Nach dem Ergebnis der Beweisaufnahme ist der Kläger auch nicht von der Beklagten durch Informationsschreiben über die besoldungsrechtlich relevanten Änderungen des Reformgesetzes unterrichtet worden. Im Merkblatt “Informationen zur Dienstrechtsreform für den Geschäftsbereich des BMVg” sind zwar in verständlicher Form die Änderungen durch das Reformgesetz und auch die Regelungen zur Überleitungszulage einschließlich ihrer Aufzehrung durch nachfolgende Besoldungserhöhungen erläutert. Der Senat hat aber nicht festzustellen vermocht, dass der Kläger in den Besitz dieses Merkblatts gelangt ist. Dabei kann offen bleiben, ob das Verfahren, das die Beklagte zur Übermittlung des Merkblatts an die einzelnen Besoldungsempfänger gewählt hat, geeignet ist, den Anscheinsbeweis zu erbringen, dass jeder Besoldungsempfänger das Merkblatt erhalten hat. Die Beklagte gibt an, mittels Computer in jeden Briefumschlag, der die für jeden elektronisch erfassten Besoldungsempfänger ausgedruckten Gehaltsmitteilungen für den Monat Juli 1997 enthielt, ein Exemplar des Merkblatts eingelegt zu haben und dann die verschlossenen Umschläge, die für die Besoldungsempfänger bei den einzelnen Dienststellen bestimmt waren, en bloc der jeweiligen Dienststelle zur internen Verteilung zugeleitet zu haben. Denn die Übermittlung der Briefe an die Dienststelle des Klägers sowie die dortige interne Verteilung weisen Besonderheiten auf, die untypisch für ein computergesteuertes und -gestütztes Verfahren sind und deshalb nicht den Schluss erlauben, dass bei diesem Verfahrensablauf das Merkblatt an den Kläger gelangen musste. Jedenfalls könnte darauf nicht die Überzeugung gestützt werden, dass eine lückenlose Verteilung des Merkblatts gewährleistet war. Die Behauptung des Klägers, er habe das Merkblatt nicht erhalten, ist nicht zu widerlegen. Sie kann auch nicht als bloße Schutzbehauptung abgetan werden, weil davon auszugehen ist, dass den Gehaltsmitteilungen für die Besoldungsempfänger in der Unterabteilung des Bundesnachrichtendienstes, in der auch der Kläger damals verwendet wurde, zumindest in einem Fall das Merkblatt nicht beigefügt war. Das hat die Beweisaufnahme durch den Senat ergeben.

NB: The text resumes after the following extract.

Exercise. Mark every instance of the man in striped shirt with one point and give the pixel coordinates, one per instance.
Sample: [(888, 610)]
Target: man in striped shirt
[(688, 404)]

Der Zeuge … H.…, Hauptmann a.D., der im Sommer 1997 als einziger weiterer Soldat neben dem Kläger in der Unterabteilung des Bundesnachrichtendienstes beschäftigt war, in der auch der Kläger Dienst leistete, hat bekundet, dass sich in dem Aktenordner, in dem er die während seiner Dienstzeit erhaltenen Informationsblätter abgeheftet hat, das Merkblatt “Informationen zur Dienstrechtsreform für den Geschäftsbereich des BMVg” nicht befindet, während die Gehaltsmitteilung für Juli 1997 vorhanden ist. Der Zeuge, der ausgesagt hat, er habe alle Gehaltsmitteilungen und alle Merkblätter, die er erhalten habe, gesammelt und abgeheftet, kann sich das Fehlen des fraglichen Merkblatts nur dadurch erklären, dass er dieses Informationsblatt nicht erhalten hat.
Der Senat glaubt dem Zeugen, dass das Merkblatt “Informationen zur Dienstrechtsreform für den Geschäftsbereich des BMVg” in der Sammlung des Zeugen fehlt. Das Vorhanden- oder Nicht-Vorhandensein des Merkblatts in dem der Aufbewahrung der besoldungsrechtlichen Merkblätter dienenden Aktenordner ist eine ohne weiteres feststellbare Tatsache. Der Zeuge hat den Ordner durchgesehen und das Fehlen des Merkblatts festgestellt, dies hat er vor dem Senat eindeutig und bestimmt bekundet. Nichts spricht dafür, dass der Zeuge sich geirrt oder bewusst die Unwahrheit gesagt hat.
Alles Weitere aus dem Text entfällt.